Vivir cerca del río Nilo toma importancia a medida que el acceso a agua limpia dentro de la ciudad se dificulta. Un pedazo de tierra sin uso en el centro de El Cairo, rodeado por infraestructura ferroviaria y una carretera, se encuentra entre la parte planificada y las zonas de extensión de la ciudad. Un corte profundo en la tierra facilita el acceso al agua limpia y al mismo tiempo crea terrazas con espacios comerciales, oficinas, un parque en pendiente y una poza de agua fresca y fría en la parte inferior. La tierra desplazada forma una nueva colina artificial que hace sombra en el valle durante las horas más calurosas del día. La colina cubierta con viviendas es un hito sobre el paisaje horizontal de la ciudad.
Living close to the river Nile has become increasingly important as clean drinking water becomes less accessible almost by the day. An unused patch of land in central Cairo surrounded by rail and road infrastructure is located between the planned and self-built part of the city. A deep cut into the earth facilitates access to clean water and simultaneously creates a vertical terraced city block with commercial spaces, offices, a terraced park and a pool of fresh, cold water at the bottom. The displaced earth forms a new man-made hill to the south-western end of the site that shades the valley during the hottest times of the day. Covered with terraced housing it creates a new striking sight in Cairo’s flat terrain.
Equipo/Team: Stefanie Sebald, Odysseas Diakakis-Damianidis, Nicole Rochette
M.Arch UD workshop by Elia Zenghelis, Dec. 2012.

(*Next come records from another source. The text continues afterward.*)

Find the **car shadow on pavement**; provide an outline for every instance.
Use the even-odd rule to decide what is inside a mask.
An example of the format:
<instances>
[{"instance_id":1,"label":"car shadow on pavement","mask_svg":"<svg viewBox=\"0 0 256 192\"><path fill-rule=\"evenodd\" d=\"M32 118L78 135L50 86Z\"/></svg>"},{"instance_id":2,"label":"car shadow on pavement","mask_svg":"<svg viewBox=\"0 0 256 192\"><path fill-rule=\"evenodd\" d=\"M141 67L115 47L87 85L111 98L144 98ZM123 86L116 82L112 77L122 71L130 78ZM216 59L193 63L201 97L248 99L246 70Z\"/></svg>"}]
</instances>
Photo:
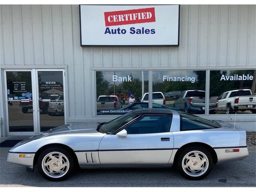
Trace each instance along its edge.
<instances>
[{"instance_id":1,"label":"car shadow on pavement","mask_svg":"<svg viewBox=\"0 0 256 192\"><path fill-rule=\"evenodd\" d=\"M24 166L8 163L2 157L0 186L256 186L256 154L250 154L242 161L214 166L210 174L199 181L188 180L175 168L168 168L78 169L66 180L53 182L41 176L36 167L34 173L29 173Z\"/></svg>"}]
</instances>

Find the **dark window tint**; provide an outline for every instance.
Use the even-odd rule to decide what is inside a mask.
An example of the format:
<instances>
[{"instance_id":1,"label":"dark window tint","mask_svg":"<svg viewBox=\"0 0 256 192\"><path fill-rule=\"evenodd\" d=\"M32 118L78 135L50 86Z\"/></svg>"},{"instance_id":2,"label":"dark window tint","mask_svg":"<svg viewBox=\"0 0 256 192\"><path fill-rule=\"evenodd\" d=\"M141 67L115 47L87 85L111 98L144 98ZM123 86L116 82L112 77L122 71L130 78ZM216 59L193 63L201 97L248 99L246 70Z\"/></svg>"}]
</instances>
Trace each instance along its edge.
<instances>
[{"instance_id":1,"label":"dark window tint","mask_svg":"<svg viewBox=\"0 0 256 192\"><path fill-rule=\"evenodd\" d=\"M128 134L169 132L171 118L169 116L144 116L128 126L125 130Z\"/></svg>"},{"instance_id":2,"label":"dark window tint","mask_svg":"<svg viewBox=\"0 0 256 192\"><path fill-rule=\"evenodd\" d=\"M251 92L249 90L239 90L231 92L229 97L236 97L237 96L246 96L251 95Z\"/></svg>"},{"instance_id":3,"label":"dark window tint","mask_svg":"<svg viewBox=\"0 0 256 192\"><path fill-rule=\"evenodd\" d=\"M163 95L161 93L153 93L153 99L163 99Z\"/></svg>"},{"instance_id":4,"label":"dark window tint","mask_svg":"<svg viewBox=\"0 0 256 192\"><path fill-rule=\"evenodd\" d=\"M98 101L100 102L108 102L114 101L116 100L116 97L106 96L106 97L100 97Z\"/></svg>"},{"instance_id":5,"label":"dark window tint","mask_svg":"<svg viewBox=\"0 0 256 192\"><path fill-rule=\"evenodd\" d=\"M153 93L153 99L160 99L163 98L164 97L161 93ZM147 93L145 95L143 100L148 100L148 94Z\"/></svg>"},{"instance_id":6,"label":"dark window tint","mask_svg":"<svg viewBox=\"0 0 256 192\"><path fill-rule=\"evenodd\" d=\"M213 129L221 127L219 124L195 115L180 112L181 131Z\"/></svg>"},{"instance_id":7,"label":"dark window tint","mask_svg":"<svg viewBox=\"0 0 256 192\"><path fill-rule=\"evenodd\" d=\"M205 97L205 92L198 91L188 91L186 97Z\"/></svg>"},{"instance_id":8,"label":"dark window tint","mask_svg":"<svg viewBox=\"0 0 256 192\"><path fill-rule=\"evenodd\" d=\"M126 113L125 115L103 124L100 127L99 132L107 133L112 133L138 116L138 115L131 112Z\"/></svg>"}]
</instances>

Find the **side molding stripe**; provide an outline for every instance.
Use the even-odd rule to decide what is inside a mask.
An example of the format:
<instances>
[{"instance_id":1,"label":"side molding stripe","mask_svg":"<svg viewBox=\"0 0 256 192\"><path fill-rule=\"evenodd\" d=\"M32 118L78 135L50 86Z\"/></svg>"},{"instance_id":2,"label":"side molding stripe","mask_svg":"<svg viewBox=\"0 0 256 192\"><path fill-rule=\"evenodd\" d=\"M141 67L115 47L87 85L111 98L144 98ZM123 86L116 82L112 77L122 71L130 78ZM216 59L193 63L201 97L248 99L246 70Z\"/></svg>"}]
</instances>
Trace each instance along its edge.
<instances>
[{"instance_id":1,"label":"side molding stripe","mask_svg":"<svg viewBox=\"0 0 256 192\"><path fill-rule=\"evenodd\" d=\"M238 146L237 147L213 147L214 149L228 149L232 148L245 148L247 146Z\"/></svg>"}]
</instances>

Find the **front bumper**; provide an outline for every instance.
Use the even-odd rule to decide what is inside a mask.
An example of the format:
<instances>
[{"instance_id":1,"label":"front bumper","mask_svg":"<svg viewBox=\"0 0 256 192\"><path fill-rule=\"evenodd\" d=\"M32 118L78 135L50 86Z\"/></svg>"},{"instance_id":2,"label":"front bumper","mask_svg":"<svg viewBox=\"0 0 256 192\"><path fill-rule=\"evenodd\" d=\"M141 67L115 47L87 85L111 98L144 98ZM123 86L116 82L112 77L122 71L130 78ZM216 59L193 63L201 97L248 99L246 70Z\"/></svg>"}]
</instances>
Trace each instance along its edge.
<instances>
[{"instance_id":1,"label":"front bumper","mask_svg":"<svg viewBox=\"0 0 256 192\"><path fill-rule=\"evenodd\" d=\"M28 155L31 157L20 157L20 155ZM25 165L29 168L33 168L34 153L16 153L14 152L8 153L7 162L19 165Z\"/></svg>"},{"instance_id":2,"label":"front bumper","mask_svg":"<svg viewBox=\"0 0 256 192\"><path fill-rule=\"evenodd\" d=\"M217 164L220 164L226 162L242 160L246 158L249 155L248 149L247 147L239 148L239 152L225 152L226 149L232 149L230 148L222 148L221 149L214 149L218 157Z\"/></svg>"},{"instance_id":3,"label":"front bumper","mask_svg":"<svg viewBox=\"0 0 256 192\"><path fill-rule=\"evenodd\" d=\"M252 105L252 107L248 108L248 105ZM235 105L234 106L235 110L250 110L256 109L256 105L248 104L247 105Z\"/></svg>"}]
</instances>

"In his essay on the archipelago, Massimo Cacciari gives an inspired example for a polycentric city in which an ‘archipelago’ of centralities are dependent on one another by the fact that each has a missing element that the others possess. O.M.Ungers and R.L.Koolhaas provided an illustration of this concept in their proposal of the 70s for West Berlin. Our large contemporary cities have become subjected to the inexorable process of an endless urbanization, in which the ideas of centrality, limit, city, and countryside get blurred and cancel one another. It is the claim of this workshop that the only way to counteract this phenomenon is for cities to have clearly determined limits and that any building development should be strictly restricted to within these limits, while any building activity outside should be limited to the needs of the countryside only. If this premise is accepted, the corollary will be the inevitability of an ever increasing scale of development, that will eventually lead to unprecedented conditions – which architects will be confronted with. The workshop anticipates this confrontation. […] the aim is now, to inject an early stab at visualization, a sort of vitamin of conceptual energy, to keep the development and sustenance of ideas alert. It is important that it is seen simply as such an exercise and, by no means an allusion to a conclusion of any sort. […] participants are asked to visually (rather than with words) produce an ideologically considered image of ‘scale’ and ‘physiognomy’ – counterparts to their assessment of ‘archaeology’, ‘typology’ and ‘territory’. The subject in question will be that of ‘centrality’: the densest populated area of the city, defined primarily by municipal administration, educational and work headquarters, leisure and living. In the context of this exercise, the centrality to be considered is deemed to absorb excess urbanization (the sprawl) rendering its territory back to the countryside; it is therefore of extreme density, producing a quantum jump in the scale of the city – while at the same time shrinking it. The object of the workshop will be to provide an image of the scale and physiognomy of this ‘centrality’ in an activity akin to that of a painter making a portrait".